ANASİYASET

Tavuş’tan sonra Türk tehdidi

Tavuş’tan sonra Türk tehdidinin tehlikeli refakatçisi

Siyaset yorumcusu Hakob Badalyan’a göre, Ermenistan Savunma Bakanlığı, iki Türk savaş uçağının Erivan’a yöneldiği ve Ermenistan’ın başkentine bir füze saldırısı gerçekleştirebilecek mesafede olduğu bilgisini tekzip etmiştir.

Bilginin kaynağı bir portal olup, bu sözde haber, Rusça da dâhil olmak üzere çeşitli haber ajansları sayesiyle yayılmıştır.

Hava kuvvetlerinin de dâhil olduğu Türkiye-Azerbaycan askeri tatbikatlarının, Azerbaycan ve Nahçıvan’da yapıldığı bilinmektedir.

Bu tatbikatlar, Türkiye’nin Tavuş’taki olaylara ilişkin saldırgan açıklamaları ile bağdaştırıldığında, Ermenistan’da haliyle ilgiye neden olmuştur.

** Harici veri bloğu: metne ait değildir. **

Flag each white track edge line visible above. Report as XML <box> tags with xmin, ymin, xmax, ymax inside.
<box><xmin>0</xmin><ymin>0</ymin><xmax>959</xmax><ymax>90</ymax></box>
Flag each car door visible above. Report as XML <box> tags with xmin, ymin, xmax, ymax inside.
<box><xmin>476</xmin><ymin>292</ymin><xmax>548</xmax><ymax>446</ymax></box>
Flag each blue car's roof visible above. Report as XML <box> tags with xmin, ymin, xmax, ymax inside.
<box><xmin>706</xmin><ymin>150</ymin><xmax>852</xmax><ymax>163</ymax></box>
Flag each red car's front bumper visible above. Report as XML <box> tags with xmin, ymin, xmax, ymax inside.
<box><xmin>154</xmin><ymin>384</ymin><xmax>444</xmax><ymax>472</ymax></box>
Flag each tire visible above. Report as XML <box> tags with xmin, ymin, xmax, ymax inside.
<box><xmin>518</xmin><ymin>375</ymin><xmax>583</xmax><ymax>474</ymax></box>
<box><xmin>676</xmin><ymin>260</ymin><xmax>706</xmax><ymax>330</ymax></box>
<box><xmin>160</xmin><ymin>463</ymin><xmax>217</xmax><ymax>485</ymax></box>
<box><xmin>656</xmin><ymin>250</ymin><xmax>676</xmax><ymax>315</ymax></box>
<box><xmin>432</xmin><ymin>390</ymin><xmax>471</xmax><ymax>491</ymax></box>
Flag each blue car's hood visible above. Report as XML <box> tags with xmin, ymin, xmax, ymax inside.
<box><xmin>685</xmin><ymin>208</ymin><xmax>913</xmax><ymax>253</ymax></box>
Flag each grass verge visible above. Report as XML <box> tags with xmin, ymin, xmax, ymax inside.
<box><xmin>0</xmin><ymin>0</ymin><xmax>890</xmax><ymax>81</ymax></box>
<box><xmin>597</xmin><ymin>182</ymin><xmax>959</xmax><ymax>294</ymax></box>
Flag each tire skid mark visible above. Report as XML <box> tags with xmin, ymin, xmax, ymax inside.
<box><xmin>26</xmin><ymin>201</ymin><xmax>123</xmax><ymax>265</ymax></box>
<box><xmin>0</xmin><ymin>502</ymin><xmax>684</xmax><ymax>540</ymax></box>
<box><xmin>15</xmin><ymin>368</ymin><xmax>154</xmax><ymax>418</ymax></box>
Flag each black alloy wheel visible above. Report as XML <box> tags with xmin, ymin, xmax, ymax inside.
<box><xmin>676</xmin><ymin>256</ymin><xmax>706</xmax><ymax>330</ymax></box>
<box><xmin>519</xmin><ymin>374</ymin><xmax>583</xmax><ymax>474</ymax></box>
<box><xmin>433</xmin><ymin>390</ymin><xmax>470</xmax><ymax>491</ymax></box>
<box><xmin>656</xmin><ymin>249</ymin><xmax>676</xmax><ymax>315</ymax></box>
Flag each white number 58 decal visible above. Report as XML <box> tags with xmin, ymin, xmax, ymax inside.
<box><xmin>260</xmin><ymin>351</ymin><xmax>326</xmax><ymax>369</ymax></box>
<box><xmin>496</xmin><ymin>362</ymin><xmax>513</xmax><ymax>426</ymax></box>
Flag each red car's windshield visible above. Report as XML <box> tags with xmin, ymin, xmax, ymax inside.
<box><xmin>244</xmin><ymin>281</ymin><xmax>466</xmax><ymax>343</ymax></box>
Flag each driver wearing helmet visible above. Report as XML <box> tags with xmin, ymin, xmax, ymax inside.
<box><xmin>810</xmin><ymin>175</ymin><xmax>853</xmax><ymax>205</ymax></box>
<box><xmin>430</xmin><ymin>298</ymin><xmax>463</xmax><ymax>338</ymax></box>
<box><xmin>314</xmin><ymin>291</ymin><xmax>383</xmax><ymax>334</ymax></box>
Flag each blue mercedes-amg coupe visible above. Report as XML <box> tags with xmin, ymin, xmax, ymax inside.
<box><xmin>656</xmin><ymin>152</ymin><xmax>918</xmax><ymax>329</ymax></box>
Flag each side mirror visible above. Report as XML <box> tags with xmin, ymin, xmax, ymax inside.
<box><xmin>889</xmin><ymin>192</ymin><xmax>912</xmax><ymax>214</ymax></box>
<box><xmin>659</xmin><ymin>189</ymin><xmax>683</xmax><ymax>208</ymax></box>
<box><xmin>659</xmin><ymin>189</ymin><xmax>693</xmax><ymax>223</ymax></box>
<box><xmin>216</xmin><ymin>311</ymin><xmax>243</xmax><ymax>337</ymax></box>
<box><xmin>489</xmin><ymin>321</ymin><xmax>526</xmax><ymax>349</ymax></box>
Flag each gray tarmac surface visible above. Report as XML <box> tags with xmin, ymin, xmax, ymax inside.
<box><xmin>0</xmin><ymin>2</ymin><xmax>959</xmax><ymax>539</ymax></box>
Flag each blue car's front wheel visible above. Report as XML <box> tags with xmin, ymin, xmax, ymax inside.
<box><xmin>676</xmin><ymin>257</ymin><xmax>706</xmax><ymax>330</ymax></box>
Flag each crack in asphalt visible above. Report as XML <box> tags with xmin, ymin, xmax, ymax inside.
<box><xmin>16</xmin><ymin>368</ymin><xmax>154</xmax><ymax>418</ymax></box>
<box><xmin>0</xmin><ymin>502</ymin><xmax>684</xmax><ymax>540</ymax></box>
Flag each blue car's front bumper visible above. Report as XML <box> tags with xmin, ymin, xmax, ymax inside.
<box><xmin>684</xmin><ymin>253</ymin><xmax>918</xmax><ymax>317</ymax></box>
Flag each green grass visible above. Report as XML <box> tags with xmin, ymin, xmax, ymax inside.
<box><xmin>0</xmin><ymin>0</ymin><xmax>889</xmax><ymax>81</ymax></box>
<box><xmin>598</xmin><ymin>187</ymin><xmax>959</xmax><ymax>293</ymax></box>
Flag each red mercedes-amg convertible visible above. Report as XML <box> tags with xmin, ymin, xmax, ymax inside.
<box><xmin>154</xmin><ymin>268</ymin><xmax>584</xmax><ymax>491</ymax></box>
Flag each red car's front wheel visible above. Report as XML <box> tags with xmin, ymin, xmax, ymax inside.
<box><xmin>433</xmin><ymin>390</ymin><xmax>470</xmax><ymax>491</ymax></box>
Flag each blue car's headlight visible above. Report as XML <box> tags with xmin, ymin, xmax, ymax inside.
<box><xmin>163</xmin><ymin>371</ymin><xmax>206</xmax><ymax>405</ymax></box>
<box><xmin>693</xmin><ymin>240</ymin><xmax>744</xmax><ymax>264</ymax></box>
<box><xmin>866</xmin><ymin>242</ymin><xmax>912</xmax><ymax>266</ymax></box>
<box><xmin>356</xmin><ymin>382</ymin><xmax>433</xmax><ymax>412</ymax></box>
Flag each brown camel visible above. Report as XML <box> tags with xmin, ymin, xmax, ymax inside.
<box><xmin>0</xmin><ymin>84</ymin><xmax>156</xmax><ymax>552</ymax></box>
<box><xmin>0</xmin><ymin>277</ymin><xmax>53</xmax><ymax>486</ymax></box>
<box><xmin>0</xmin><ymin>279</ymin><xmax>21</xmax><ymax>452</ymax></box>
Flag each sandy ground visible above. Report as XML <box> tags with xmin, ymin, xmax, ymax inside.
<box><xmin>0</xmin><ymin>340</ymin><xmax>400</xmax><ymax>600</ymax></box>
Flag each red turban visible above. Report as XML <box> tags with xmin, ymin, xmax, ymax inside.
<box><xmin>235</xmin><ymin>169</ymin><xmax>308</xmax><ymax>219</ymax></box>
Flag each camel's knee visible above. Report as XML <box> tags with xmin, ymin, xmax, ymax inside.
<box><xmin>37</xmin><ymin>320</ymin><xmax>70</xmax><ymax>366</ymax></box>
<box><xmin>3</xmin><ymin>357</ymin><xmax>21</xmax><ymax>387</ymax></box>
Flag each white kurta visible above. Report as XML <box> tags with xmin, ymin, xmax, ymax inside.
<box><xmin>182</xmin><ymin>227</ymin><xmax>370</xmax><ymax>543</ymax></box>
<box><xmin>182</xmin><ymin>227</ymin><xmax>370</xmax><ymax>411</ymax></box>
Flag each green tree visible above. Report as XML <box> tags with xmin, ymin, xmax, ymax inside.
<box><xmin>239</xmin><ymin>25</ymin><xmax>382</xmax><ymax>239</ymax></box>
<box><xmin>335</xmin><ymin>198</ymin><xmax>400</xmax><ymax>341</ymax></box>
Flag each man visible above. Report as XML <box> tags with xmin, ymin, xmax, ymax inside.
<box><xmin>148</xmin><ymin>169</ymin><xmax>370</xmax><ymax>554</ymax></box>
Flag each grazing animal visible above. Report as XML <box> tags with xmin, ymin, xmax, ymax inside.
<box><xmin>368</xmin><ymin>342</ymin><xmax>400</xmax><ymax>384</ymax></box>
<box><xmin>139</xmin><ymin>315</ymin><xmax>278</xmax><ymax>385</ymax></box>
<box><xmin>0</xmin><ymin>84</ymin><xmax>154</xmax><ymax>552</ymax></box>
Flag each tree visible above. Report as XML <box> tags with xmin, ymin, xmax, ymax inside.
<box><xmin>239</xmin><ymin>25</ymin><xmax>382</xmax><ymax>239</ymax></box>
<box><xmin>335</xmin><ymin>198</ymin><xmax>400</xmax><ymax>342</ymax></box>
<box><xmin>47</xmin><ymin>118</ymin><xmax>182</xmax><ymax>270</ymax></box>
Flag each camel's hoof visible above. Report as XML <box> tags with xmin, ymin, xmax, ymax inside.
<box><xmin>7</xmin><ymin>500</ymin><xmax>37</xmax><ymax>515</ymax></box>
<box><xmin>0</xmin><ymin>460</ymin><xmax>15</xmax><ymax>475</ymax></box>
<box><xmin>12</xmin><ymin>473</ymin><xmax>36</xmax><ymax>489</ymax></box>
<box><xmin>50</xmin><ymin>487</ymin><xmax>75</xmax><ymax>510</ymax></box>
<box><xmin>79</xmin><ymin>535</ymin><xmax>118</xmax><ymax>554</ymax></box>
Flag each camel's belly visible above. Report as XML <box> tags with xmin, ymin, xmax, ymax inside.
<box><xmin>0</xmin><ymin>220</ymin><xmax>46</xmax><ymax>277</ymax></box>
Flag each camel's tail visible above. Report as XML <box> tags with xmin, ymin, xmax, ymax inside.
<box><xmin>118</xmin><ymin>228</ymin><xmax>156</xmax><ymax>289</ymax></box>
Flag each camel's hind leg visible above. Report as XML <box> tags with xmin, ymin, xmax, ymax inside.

Ermenistan’da Türk tehdidi hakkındaki konuşmalar da anlaşılabilir olmakla birlikte, asıl meselenin, bu konuşmaların büyük bir kısmının, yazanlar tarafından panik yaratmaya yönelik hazırlandığı intibaı bırakmakta olup, Tavuş askeri operasyonunun sonucunda oluşan psikolojik yükselişi ve kendine güven durumunda bulunan Ermeni toplumunu “aşağı çekmek” girişimi izlenimi vermesidir.

Türkiye’nin çok ciddi bir tehdit olduğu yeni bir şey değildir. Bu tehdit, günlük askeri-politik çalışma dahilinde ciddi bir karşı tepki ihtiyacı duymaktadır.

Ancak, Ermeni toplumu Türk tehdidine hazır, fakat Türk tehdidinden korkmuş olmamalıdır.

Çünkü sürekli korku ve panik hissi, belirli bir kaynaktan başlamakla birlikte, “metastas” yayılma sonucunda, Ermenistan’ın yaşamsal faaliyetlerine yayılacaktır.

Başka bir deyişle, örneğin, Türkiye konusunda panik ve endişe içinde olup, Azerbaycan’la yüzleşmede kendine güvenen, güçlü iradeli, güçlü bir duyguya sahip olmak imkânsızdır.

Bu duygu, Ermenistan’da yaşama veya Ermenistan’a yatırım yapma gibi basit konular da dâhil olmak üzere, tüm yönleri etkilemeye başlayacaktır.

Ermenistan’da böyle bir zihin ve ruh haline kimlerin ihtiyaç duyduğu konusuna farklı yönlerden bakmak mümkündür.

Kesin olan bir şey var ki, Ermenistan’ın ve Ermenistan’ın gerçek müttefiklerinin buna ihtiyacı yoktur.

Buna göre, Ermenistan Türk tehdidine ve bunun etkisizleşmesine günlük çalışmalarla hazır olmalı ve çeşitli eylem senaryolarına sahip olmalıdır.

Bu, koşulsuz ve doğrudan Ermeni-Türk diyalogunun mümkün olabileceği bir durumda dahi Ermenistan devlet politikasının “varoluşsal” sorunudur. Ancak Ermenistan, Türkiye’nin dizginlenmesi konusunda varoluşsal günlük taktik ve stratejik gerekliliğini ve buna yönelik askeri-politik çalışmayı, halk arasında panik ve korku olmadan gerçekleştirebilmelidir, çünkü bu, gerekli işlere sadece gereksiz ve hatta tehlikeli bir eşlik olabilir, bu ise çeşitli tarafların bu durumu Ermenistan’a karşı kullanmasını getirebilir.